Track Record and Human Rights Checks on Pegasus Use
Investigations by Citizen Lab at the University of Toronto, Amnesty International’s Security Lab and a global media consortium known as the Pegasus Project have cataloged widespread misuse of NSO’s tools. You might have heard about this happening in other countries, where Pegasus-based infections are believed to have been discovered on the devices of journalists, lawyers, opposition politicians and human rights defenders in Mexico, Morocco, Hungary, Poland, Saudi Arabia and the United Arab Emirates.
NSO says its systems prevent the targeting of U.S. country-code phone numbers and that sales are terminated once abuses have been proven.
However, independent researchers said that more than one U.S. government official had been targeted when using non-U.S. numbers overseas, increasing questions in Washington about the national security consequences of commercial spyware.
What U.S. Ownership Might Mean for NSO Group
Investors might attempt to rehabilitate NSO by imposing tighter governance on the company: outside oversight boards, smaller lists of customers, real-time auditability and rapid shutdown mechanisms for suspect deployments. They also might demand more transparency reporting and third-party verification of controls — a structure we’re more accustomed to seeing with regulated defense suppliers.
Civil society groups are skeptical. Note: There’s also a fear among researchers — one voiced by the Citizen Lab’s John Scott-Railton — that moving NSO closer to U.S. capital could normalize high-risk surveillance in domestic markets, especially if local police agencies become targets for sales. The crucial question is whether a new cap table will lead to new behavior — particularly around client vetting, human rights due diligence processes, and meaningful remedies when violations are discovered.

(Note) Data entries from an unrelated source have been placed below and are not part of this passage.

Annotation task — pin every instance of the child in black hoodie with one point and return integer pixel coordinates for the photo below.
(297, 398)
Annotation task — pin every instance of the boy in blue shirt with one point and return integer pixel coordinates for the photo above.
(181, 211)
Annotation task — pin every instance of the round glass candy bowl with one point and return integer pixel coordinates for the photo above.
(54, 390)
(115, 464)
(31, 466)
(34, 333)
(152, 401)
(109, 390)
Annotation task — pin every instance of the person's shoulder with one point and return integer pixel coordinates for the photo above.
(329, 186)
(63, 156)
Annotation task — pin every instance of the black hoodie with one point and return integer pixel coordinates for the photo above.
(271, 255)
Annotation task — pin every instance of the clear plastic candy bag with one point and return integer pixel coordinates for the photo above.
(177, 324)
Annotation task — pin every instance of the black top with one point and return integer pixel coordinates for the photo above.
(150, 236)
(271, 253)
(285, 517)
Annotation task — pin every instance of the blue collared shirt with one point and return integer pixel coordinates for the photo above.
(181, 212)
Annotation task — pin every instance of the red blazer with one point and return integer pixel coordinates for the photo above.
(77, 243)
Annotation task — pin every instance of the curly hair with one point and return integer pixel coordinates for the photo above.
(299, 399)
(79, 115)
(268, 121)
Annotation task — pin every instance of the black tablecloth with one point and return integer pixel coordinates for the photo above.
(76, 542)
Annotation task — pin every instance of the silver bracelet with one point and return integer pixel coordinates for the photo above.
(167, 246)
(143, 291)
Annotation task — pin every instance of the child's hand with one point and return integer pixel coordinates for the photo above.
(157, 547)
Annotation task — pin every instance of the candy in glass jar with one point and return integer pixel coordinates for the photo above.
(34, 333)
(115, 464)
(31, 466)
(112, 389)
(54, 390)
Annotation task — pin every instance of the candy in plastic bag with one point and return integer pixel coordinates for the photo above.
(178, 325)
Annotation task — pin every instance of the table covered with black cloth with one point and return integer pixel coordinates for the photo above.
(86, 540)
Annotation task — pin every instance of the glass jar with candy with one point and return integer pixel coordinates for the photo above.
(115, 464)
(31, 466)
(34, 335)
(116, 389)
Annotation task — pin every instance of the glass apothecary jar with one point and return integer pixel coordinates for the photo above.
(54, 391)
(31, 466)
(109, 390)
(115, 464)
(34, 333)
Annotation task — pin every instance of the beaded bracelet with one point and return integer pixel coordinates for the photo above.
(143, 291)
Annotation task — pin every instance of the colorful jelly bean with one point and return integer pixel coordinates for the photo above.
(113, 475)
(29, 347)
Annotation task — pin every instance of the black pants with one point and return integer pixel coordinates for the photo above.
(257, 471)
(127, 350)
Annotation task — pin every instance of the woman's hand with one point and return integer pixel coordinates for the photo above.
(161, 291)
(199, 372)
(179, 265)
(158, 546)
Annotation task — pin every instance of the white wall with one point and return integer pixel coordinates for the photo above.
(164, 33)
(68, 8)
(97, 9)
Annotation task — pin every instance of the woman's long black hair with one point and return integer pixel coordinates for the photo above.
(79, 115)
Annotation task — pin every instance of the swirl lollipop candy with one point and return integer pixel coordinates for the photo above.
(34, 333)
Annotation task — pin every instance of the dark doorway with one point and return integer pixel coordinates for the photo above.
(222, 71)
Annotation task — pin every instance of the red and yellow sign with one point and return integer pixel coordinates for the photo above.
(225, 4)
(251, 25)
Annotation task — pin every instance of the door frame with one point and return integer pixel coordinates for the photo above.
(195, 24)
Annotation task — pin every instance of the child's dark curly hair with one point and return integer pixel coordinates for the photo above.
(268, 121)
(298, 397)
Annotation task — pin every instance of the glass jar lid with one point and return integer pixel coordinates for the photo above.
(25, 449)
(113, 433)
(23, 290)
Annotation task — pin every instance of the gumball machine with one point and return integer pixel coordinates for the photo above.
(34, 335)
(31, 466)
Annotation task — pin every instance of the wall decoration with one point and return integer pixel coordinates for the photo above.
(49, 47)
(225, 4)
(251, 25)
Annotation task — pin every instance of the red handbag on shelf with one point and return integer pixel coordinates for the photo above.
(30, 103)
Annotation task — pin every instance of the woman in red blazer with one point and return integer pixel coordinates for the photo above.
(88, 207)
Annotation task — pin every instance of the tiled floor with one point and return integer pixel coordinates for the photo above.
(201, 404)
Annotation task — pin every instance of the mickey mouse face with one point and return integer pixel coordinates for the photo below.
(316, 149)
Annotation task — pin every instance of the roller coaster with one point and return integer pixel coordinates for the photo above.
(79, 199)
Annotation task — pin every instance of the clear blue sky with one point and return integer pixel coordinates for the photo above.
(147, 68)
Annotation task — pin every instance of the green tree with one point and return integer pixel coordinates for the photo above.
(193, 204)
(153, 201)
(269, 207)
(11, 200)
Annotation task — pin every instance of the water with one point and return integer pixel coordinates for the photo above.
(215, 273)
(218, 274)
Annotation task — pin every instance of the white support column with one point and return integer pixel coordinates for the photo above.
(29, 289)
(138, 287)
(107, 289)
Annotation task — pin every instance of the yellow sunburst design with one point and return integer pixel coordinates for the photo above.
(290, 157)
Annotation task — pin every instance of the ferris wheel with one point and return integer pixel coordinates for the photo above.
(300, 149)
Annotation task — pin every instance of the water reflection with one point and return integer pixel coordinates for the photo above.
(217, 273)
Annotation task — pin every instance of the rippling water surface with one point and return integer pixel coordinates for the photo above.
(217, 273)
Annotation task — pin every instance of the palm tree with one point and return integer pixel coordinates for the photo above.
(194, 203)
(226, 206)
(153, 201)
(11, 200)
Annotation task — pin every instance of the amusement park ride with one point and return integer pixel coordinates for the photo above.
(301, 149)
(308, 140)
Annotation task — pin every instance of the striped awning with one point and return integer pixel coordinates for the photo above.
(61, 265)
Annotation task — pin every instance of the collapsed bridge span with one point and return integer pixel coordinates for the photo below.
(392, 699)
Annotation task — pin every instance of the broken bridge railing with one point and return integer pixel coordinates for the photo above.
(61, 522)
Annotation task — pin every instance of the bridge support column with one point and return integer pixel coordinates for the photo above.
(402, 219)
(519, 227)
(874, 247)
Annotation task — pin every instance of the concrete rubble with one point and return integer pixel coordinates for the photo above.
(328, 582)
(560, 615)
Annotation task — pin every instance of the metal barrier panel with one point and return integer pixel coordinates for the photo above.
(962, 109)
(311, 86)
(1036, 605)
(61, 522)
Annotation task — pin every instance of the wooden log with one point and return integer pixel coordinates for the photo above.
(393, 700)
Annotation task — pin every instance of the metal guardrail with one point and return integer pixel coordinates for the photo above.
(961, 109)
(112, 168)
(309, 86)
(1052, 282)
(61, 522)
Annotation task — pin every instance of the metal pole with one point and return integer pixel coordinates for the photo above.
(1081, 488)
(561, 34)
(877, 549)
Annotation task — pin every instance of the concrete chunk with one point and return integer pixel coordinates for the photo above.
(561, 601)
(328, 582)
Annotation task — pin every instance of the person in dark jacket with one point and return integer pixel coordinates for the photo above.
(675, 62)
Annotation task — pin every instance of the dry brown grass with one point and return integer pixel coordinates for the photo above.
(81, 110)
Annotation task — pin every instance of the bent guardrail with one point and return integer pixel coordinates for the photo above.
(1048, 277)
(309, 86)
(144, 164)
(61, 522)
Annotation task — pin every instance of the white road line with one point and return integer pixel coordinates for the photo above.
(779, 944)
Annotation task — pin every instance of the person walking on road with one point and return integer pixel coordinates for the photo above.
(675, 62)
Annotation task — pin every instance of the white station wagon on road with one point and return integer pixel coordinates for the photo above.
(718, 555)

A Firm Accustomed to Changing Hands and Owners
(NSO was co-founded by Shalev Hulio and Omri Lavie along with a partner named Niv, and has had multiple other owners and proprietors at various stages.) It had been owned by an American private equity firm, then reclaimed by the founders with support from a European fund, and managed by a restructuring adviser before returning to founder-led control. The new deal constitutes yet another twist in a lengthy ownership merry-go-round.
The company says its solutions have helped prevent kidnappings and terror attacks, and advertises life-saving success stories from dozens of government clients in more than 40 countries. Human rights groups argue that the damage from improper surveillance is systemic and chilling. The incoming owners now have a difficult decision in front of them: reform NSO into a tightly regulated, narrowly defined vendor — or risk continuing the cycle of backlash (and blacklisting) and courtroom fights.
Bottom line: U.S. investors are betting that they can de-risk an essentially contentious category of technology. Regulators, judges and independent researchers will be the ones to conclude whether that bet pays off in true reform or just a fresh round of promises leading to more of the same.